I giovani danno lo sprint alla campagna vaccinale, ma gli esperti frenano sugli Open Day, in particolare quelli con le inoculazioni di Astrazeneca, che porterebbero ad un rischio di trombosi “più alto del Covid-19”. Al momento proseguono comunque in massa le prenotazioni dei ragazzi, che puntano al green pass. E’ proprio con il certificato vaccinale che potrebbero tornare in pista, in attesa dell’apertura delle discoteche: dopo un primo incontro al ministero della Salute tra il sottosegretario Andrea Costa e i gestori delle sale da ballo, emerge una convergenza sulla ripartenza a luglio e l’utilizzo del green pass. “Ho raccolto le richieste, da condividere ora con governatori e Cts, sottolineando la mia posizione a favore di una riapertura senza distanziamento, che comunque non avverrà a giugno”, chiarisce Costa. Resta ancora da stabilire se resterà obbligatoria la mascherina una volta entrati. Su questi provvedimenti il centrodestra è compatto e sale il pressing sul ministro della Salute, Roberto Speranza, che al momento resta cauto. Anche il leader del Carroccio ha incontrato il sindacato dei gestori dei locali: “la Conferenza delle Regioni aveva già ipotizzato di togliere i divieti nelle zone bianche grazie al green pass”, dice Matteo Salvini, spiegando di aver “personalmente affrontato l’argomento con il Presidente del Consiglio” e di essere “in queste ore al lavoro in stretta collaborazione con il ministro Giancarlo Giorgetti. Vogliamo garantire il divertimento controllato, sicuro e ragionevole”.
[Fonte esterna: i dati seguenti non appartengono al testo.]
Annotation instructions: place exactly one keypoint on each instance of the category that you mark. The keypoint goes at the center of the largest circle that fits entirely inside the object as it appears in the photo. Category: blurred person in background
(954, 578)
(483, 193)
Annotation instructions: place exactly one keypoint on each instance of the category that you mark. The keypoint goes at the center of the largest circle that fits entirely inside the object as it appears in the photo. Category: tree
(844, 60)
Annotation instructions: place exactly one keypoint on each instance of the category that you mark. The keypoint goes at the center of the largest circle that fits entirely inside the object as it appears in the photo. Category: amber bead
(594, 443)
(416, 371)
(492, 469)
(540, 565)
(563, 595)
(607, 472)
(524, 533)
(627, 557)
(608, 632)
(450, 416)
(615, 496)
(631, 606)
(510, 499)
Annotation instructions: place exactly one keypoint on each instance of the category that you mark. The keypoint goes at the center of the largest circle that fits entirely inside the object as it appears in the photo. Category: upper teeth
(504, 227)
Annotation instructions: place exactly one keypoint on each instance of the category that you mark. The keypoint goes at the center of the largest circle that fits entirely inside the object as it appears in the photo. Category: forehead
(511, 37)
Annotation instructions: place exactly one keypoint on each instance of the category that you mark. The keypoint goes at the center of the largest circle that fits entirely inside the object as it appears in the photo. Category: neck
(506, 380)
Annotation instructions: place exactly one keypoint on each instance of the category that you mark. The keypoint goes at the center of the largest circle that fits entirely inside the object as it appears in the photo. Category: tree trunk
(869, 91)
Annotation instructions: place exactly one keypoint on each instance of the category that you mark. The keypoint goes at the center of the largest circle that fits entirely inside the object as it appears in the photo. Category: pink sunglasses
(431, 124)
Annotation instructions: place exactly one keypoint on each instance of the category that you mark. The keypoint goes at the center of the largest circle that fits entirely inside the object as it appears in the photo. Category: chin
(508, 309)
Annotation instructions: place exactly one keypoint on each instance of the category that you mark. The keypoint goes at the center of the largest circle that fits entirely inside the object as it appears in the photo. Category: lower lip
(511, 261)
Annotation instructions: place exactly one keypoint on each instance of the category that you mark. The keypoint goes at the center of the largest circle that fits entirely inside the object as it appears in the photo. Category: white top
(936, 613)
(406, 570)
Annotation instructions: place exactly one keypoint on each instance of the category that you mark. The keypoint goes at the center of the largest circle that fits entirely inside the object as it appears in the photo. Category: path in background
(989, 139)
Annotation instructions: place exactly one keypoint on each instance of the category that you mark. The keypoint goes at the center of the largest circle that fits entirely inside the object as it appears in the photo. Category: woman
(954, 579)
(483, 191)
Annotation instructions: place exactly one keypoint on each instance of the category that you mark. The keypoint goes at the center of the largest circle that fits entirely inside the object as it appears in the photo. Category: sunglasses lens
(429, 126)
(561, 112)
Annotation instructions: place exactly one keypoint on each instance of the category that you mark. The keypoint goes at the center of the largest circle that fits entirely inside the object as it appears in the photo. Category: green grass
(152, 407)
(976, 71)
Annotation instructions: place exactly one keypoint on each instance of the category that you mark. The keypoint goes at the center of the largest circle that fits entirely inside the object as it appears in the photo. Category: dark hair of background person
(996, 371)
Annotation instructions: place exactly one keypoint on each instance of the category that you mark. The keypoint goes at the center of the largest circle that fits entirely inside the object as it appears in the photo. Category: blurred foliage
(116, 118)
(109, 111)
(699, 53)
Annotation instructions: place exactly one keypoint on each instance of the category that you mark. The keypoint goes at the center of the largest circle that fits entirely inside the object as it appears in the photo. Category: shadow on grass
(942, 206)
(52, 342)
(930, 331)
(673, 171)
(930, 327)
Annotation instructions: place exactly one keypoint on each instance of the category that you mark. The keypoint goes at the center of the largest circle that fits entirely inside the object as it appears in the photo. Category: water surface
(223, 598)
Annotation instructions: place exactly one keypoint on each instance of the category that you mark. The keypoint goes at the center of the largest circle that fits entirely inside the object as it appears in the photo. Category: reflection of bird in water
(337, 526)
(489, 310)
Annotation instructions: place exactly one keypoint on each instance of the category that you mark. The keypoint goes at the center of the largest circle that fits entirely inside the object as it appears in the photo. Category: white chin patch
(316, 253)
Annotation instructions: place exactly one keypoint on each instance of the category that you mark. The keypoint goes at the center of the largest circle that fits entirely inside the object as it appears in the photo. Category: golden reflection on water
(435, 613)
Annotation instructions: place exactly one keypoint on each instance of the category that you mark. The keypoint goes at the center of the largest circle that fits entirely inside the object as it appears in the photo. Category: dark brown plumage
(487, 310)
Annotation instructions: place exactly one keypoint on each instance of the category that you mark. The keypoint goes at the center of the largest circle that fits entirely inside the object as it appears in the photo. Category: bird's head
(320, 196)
Anche in virtù dei nuovi allentamenti in zona bianca, presto estesa a tutto il Paese – e della fine del coprifuoco dal prossimo 21 giugno – le Regioni continuano ad immunizzare i più giovani con qualsiasi tipo di siero: negli ‘eventi vaccinali’ appositamente dedicati non si utilizzano soltanto gli Rna (Pfizer e Moderna), ma soprattutto quelli a vettore virale (Astrazeneca e Johnson & Johnson, raccomandati dall’Aifa per gli over 60). La Campania, il Friuli Venezia Giulia e l’Umbria sono quelle che hanno somministrato il maggior numero di dosi ai giovani tra i 20 e i 29 anni, coprendo rispettivamente il 26,1%, 21,8% e 21,3% di questa fascia di popolazione. In questa graduatoria, che comprende anche la province autonome di Trento e di Bolzano, quest’ultima ha raggiunto già il 30,3% mentre la Lombardia è al 20,7%, la Sicilia al 20,3% e la Basilicata al 20%. Un gruppo di 24 medici vaccinatori ha però lanciato un appello, dicendosi contrario alla scelta di aprire ai più giovani le vaccinazioni con gli Open day AstraZeneca, “perché la somministrazione di questo vaccino ai soggetti minori di 40 anni, in particolare di sesso femminile, potrebbe comportare più rischi che benefici, causando anche se raramente complicanze potenzialmente mortali”. La loro intenzione – spiegano – è “rafforzare la fiducia nelle Istituzioni ed evitare rischi inutili tra i nostri giovani”. Stessi avvertimenti da Nino Cartabellotta, presidente Fondazione Gimbe, secondo il quale l’esigenza di vaccinare la popolazione andrebbe contemperata con la possibilità di somministrare, in questo momento, altri tipi di vaccini ai giovani. Con il siero a vettore virale, andrebbe immunizzato “quel 28% di 60-69enni e 17% di 70-79enni che ancora non hanno ricevuto la prima dose di vaccino”, aggiunge Francesco Broccolo, virologo dell’Università Bicocca di Milano.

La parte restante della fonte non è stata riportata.